Willi Neuberger

Personal information
- Date of birth: 15 April 1946 (age 78)
- Place of birth: Röllfeld, Germany
- Height: 1.75 m (5 ft 9 in)
- Position(s): Defender

Youth career
- 1955–1966: TuS Röllfeld

Senior career*
- Years: Team / Apps / (Gls)
- 1966–1971: Borussia Dortmund / 148 / (26)
- 1971–1973: Werder Bremen / 63 / (11)
- 1973–1974: Wuppertaler SV / 42 / (5)
- 1974–1983: Eintracht Frankfurt / 267 / (18)
- Total:  / 520 / (62)

International career
- 1968: West Germany / 2 / (0)

= Willi Neuberger =

German footballer

Willi Neuberger (born 15 April 1946 in Röllfeld) is a German former professional footballer who played as a defender.
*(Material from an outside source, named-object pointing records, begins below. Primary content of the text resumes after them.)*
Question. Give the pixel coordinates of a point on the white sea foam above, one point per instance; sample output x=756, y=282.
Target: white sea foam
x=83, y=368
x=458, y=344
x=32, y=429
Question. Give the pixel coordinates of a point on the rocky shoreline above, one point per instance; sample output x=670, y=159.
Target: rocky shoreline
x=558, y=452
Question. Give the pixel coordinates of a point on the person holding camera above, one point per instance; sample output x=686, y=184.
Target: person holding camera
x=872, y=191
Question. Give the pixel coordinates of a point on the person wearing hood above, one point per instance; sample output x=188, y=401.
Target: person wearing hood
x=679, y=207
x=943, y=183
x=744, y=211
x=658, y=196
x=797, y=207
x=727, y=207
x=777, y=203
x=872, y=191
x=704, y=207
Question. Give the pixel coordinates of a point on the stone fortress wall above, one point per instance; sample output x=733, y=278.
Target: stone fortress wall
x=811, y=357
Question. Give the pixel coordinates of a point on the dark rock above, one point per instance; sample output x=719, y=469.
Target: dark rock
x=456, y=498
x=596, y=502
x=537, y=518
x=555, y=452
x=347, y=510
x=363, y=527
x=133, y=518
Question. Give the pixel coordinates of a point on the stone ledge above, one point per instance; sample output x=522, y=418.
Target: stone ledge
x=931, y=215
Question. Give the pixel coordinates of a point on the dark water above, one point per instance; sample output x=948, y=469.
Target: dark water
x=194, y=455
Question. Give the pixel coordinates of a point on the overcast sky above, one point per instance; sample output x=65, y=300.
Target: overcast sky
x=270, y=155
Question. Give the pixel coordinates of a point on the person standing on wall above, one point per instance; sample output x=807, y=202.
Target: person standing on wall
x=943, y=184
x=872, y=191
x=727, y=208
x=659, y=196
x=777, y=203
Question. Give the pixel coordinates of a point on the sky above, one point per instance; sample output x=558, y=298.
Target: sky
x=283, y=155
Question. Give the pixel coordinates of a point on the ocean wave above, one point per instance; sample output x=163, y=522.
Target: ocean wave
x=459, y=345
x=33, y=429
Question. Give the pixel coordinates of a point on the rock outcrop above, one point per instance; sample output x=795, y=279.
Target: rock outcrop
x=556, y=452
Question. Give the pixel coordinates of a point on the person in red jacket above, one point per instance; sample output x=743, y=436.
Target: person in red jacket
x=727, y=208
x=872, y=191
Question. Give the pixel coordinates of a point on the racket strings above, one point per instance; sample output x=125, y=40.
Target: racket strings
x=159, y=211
He played from 1966 until 1983 in the Bundesliga for Borussia Dortmund, Werder Bremen, Wuppertaler SV and Eintracht Frankfurt. With Eintracht he won the DFB-Pokal in 1975 and 1981 and UEFA Cup in 1980.

With his 520 Bundesliga appearances he was the record player for a long time before he was overtaken by teammate Charly Körbel. As of April 2011 he is eighth on the all-time appearance list of the Bundesliga.

He won two caps for West Germany in 1968.